All certificates use DNS-01 challenge validation. The cert-server EC2 instance has an IAM role that allows it to create and delete Route53 TXT records in the shared.cwiq.io and dev.cwiq.io zones. This means certificate issuance never requires a publicly reachable HTTP server — it works even for Tailscale-only services.

Renewal Cycle

Let's Encrypt certificates expire after 90 days. Certbot renews any certificate expiring within 30 days. The ssl-renew-deploy.yml playbook runs the full pipeline:

  1. certbot renew --quiet — renew any certificates due within 30 days
  2. ssl-deploy-all.yml — deploy renewed certs to all 23 EC2 hosts
  3. acm-import.yml — re-import to ACM for sso.shared.cwiq.io
  4. acm-import.yml — re-import to ACM for gitlab.shared.cwiq.io

Two Deployment Patterns

CWIQ uses two distinct SSL deployment patterns depending on whether a service is directly accessible or sits behind an ALB.

Pattern Used For SSL Termination Point Certificate Storage
Direct EC2 All Tailscale-only and most services Application container (nginx, GitLab nginx) /data/ssl/<domain>/ on the EC2 host
ALB + ACM Authentik HA, GitLab Shared (public internet) AWS ALB AWS Certificate Manager

Direct EC2 Pattern

The cert-server copies fullchain.pem and privkey.pem from /etc/letsencrypt/live/<domain>/ to /data/ssl/<domain>/ on the target host. The files are owned by the service user (e.g., authentik:authentik, vault:vault). Service containers mount /data/ssl/<domain>/ as a volume.

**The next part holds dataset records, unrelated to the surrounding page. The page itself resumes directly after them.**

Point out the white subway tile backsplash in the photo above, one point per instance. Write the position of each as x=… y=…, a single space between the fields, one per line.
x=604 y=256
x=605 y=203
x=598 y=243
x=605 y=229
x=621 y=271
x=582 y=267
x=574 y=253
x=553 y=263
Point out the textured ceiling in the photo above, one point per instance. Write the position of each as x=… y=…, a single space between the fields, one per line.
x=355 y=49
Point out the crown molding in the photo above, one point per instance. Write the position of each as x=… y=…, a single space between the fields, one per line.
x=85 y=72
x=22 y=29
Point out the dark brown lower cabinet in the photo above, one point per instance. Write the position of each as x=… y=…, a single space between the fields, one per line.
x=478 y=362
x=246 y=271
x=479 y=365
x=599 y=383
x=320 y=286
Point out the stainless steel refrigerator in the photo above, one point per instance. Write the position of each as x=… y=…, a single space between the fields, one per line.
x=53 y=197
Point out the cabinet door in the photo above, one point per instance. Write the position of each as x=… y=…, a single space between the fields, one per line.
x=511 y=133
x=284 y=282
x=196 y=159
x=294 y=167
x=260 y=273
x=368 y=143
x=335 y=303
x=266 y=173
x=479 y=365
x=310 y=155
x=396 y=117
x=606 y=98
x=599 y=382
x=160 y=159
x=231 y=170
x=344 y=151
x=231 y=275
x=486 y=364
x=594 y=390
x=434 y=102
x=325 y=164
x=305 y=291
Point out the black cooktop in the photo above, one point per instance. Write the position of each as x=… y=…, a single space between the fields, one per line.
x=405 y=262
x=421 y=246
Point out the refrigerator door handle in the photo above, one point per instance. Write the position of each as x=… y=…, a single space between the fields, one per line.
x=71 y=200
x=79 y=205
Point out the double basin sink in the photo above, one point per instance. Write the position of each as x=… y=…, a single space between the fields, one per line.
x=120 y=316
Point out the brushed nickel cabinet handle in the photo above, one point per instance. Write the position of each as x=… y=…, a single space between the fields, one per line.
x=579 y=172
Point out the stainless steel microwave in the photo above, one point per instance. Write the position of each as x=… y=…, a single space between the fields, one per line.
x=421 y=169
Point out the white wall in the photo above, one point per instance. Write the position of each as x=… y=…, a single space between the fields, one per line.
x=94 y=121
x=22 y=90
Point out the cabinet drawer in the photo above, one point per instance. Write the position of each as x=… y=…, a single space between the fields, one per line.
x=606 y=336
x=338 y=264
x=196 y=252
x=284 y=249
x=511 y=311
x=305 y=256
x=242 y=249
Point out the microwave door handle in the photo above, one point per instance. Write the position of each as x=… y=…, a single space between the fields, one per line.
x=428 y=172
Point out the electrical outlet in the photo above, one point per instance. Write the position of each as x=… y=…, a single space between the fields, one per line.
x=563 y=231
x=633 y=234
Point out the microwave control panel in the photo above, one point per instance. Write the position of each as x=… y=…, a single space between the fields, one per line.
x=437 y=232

After deployment, the playbook runs the reload_command for that host — typically a docker restart <nginx-container> or docker exec <app> <app>-ctl hup nginx.

ALB + ACM Pattern

For services with public internet access through an ALB, the certificate cannot be mounted directly into a container. Instead, acm-import.yml reads the cert from /etc/letsencrypt/live/<domain>/ on the cert-server and calls the AWS ACM ImportCertificate API. The ALB listener is pre-configured to use that ACM certificate ARN. ACM automatically serves the updated certificate without any ALB reconfiguration.

Key Type: RSA vs ECDSA

sso.shared.cwiq.io must use RSA

sso.shared.cwiq.io is issued as an RSA certificate. All other 22 domains use ECDSA. This is required because AWS Identity Center uses the Authentik SSO certificate for SAML signing — Identity Center does not support ECDSA for SAML federation keys at this time.

Domain Key Type Reason
sso.shared.cwiq.io RSA AWS Identity Center SAML signing requirement
All other 22 domains ECDSA Smaller keys, better performance

Environment Groups

Environment Host Count Access Method
Dev 7 hosts Tailscale-only
Shared-Services 15 hosts (including 2x Authentik HA) Mix: Tailscale + public ALB
Demo 1 host Tailscale-only

See SSL: Inventory for the complete 23-host list.

Certificate Paths

On the Cert-Server

All issued certificates are stored under /etc/letsencrypt/live/ on ansible-shared-cwiq-io:

/etc/letsencrypt/live/
├── gitlab.dev.cwiq.io/
├── taiga.dev.cwiq.io/
├── icinga.dev.cwiq.io/
├── support.dev.cwiq.io/
├── nexus.dev.cwiq.io/
├── orchestrator.dev.cwiq.io/
├── open-project.dev.cwiq.io/
├── sso.shared.cwiq.io/          ← RSA
├── vault.shared.cwiq.io/
├── gitlab.shared.cwiq.io/
├── nexus.shared.cwiq.io/
├── semaphore.shared.cwiq.io/
├── grafana.shared.cwiq.io/
├── prometheus.shared.cwiq.io/
├── sonarqube.shared.cwiq.io/
├── icinga.shared.cwiq.io/
├── defectdojo.shared.cwiq.io/
├── reportportal.shared.cwiq.io/
├── openldap.shared.cwiq.io/
├── langfuse.dev.cwiq.io/
└── orchestrator.demo.cwiq.io/

Each directory contains fullchain.pem, privkey.pem, cert.pem, and chain.pem.

On Target Servers

Certificates are deployed to /data/ssl/<domain>/ on each application server. Each directory contains only fullchain.pem and privkey.pem.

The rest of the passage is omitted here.